Wir hatten in der Familie einen ähnlichen Fall: Haben seit Jahren in einer Straße gewohnt, die nur teilasphaltiert war. Irgendwann kam die Stadt und wollte die gesamte Straße pflastern lassen. Es gab eine Unterschriftenaktion dagegen, die nichts gebracht hat, die Straße wurde nach Wunsch der Stadt ausgebaut und die anfallenden Kosten wurden zwischen allen Einwohnern aufgeteilt (niemand wollte den Umbau!). Wie wir uns damals gefühlt haben, muss ich jetzt denke ich nicht sagen...

Chrisy: Die Anforderung von Erschließungsbeiträge (z. B. für den Ausbau von Straßen) kommt für den Käufer oftmals überraschend, vornehmlich dann, wenn er es unterlassen hat, sich v o r Abschluss des Kaufvertrags bei der Gemeinde zu erkundigen.

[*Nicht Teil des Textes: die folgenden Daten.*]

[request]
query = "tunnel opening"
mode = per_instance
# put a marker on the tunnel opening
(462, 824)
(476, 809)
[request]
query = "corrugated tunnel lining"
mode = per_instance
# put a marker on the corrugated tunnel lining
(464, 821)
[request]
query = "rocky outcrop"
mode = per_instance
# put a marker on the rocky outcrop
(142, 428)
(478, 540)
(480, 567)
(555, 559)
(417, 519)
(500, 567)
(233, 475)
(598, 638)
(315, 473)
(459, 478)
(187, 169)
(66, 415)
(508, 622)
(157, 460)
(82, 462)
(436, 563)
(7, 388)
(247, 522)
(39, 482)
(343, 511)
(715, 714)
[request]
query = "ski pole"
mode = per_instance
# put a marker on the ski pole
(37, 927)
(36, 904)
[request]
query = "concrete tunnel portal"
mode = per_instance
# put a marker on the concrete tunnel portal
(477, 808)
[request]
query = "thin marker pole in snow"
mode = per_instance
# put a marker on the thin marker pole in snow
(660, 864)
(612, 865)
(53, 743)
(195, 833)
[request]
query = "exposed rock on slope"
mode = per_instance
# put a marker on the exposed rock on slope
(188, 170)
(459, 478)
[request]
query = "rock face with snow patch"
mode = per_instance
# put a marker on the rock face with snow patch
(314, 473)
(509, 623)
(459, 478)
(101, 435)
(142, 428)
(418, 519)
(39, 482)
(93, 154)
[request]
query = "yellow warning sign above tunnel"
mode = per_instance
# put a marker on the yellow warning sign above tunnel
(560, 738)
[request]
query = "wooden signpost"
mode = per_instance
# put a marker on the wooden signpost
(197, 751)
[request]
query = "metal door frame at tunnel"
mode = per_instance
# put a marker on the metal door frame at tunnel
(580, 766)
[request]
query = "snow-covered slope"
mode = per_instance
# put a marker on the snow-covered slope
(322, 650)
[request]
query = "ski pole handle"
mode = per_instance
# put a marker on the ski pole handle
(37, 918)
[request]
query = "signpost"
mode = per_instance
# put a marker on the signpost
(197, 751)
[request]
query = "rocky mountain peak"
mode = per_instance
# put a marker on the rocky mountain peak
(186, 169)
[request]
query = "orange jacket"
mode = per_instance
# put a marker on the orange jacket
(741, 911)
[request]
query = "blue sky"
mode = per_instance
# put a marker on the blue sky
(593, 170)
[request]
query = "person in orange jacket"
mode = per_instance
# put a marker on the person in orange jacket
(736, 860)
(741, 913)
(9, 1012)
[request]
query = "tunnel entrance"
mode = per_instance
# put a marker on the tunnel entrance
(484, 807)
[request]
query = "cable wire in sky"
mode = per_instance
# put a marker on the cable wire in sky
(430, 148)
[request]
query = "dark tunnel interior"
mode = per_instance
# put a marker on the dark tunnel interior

M. E. weist auch der Notar bei der Protokollierung darauf hin, dass Beitragsschuldner derjenige ist, wer im Zeitpunkt der Zustellung des Beitragsbescheides Eigentümer des Grundstücks ist (§ 134 Abs. 1 BBauG). Vertraglich kann die Kostenübernahme zwischen Verkäufer und Käufer auch anders geregelt werden.

Unlängst: Kollege kauft Grundstück mit 30 Jahre altem Haus. Straße und Bürgersteig sind längst fertiggestellt und laut Auskunft der betagten Verkäuferin, die ins Altenheim zieht, auch bezahlt. Käufer folgt unwillig der Empfehlung, sich bei der Gemeinde zu vergewissern. Und siehe da, es existierte noch eine offene Forderung für die Erweiterung des Bürgersteiges von 5 000 €. Um diesen Betrag wurde der Kaufpreis gekürzt.

Dieses Problem kommt so häufig vor, dass ich Dich bitten möchte, zunächst einen Blick in den notariellen Kaufvertrag zu werfen. Meiner Erinnerung nach wird regelmäßig Kostentragung des Verkäufers ALLENFALLS für kommunalen Maßnahmen vereinbart, die vor Vertragsabschluß schon ausgeführt aber noch nicht abgerechnet waren. Bei der hier vorliegenden Gestaltung aber ist die Ausführung eindeutig erst in Eurer Zeit passiert. Die Kosten werdet höchstwahrscheinlich Ihr zu tragen haben!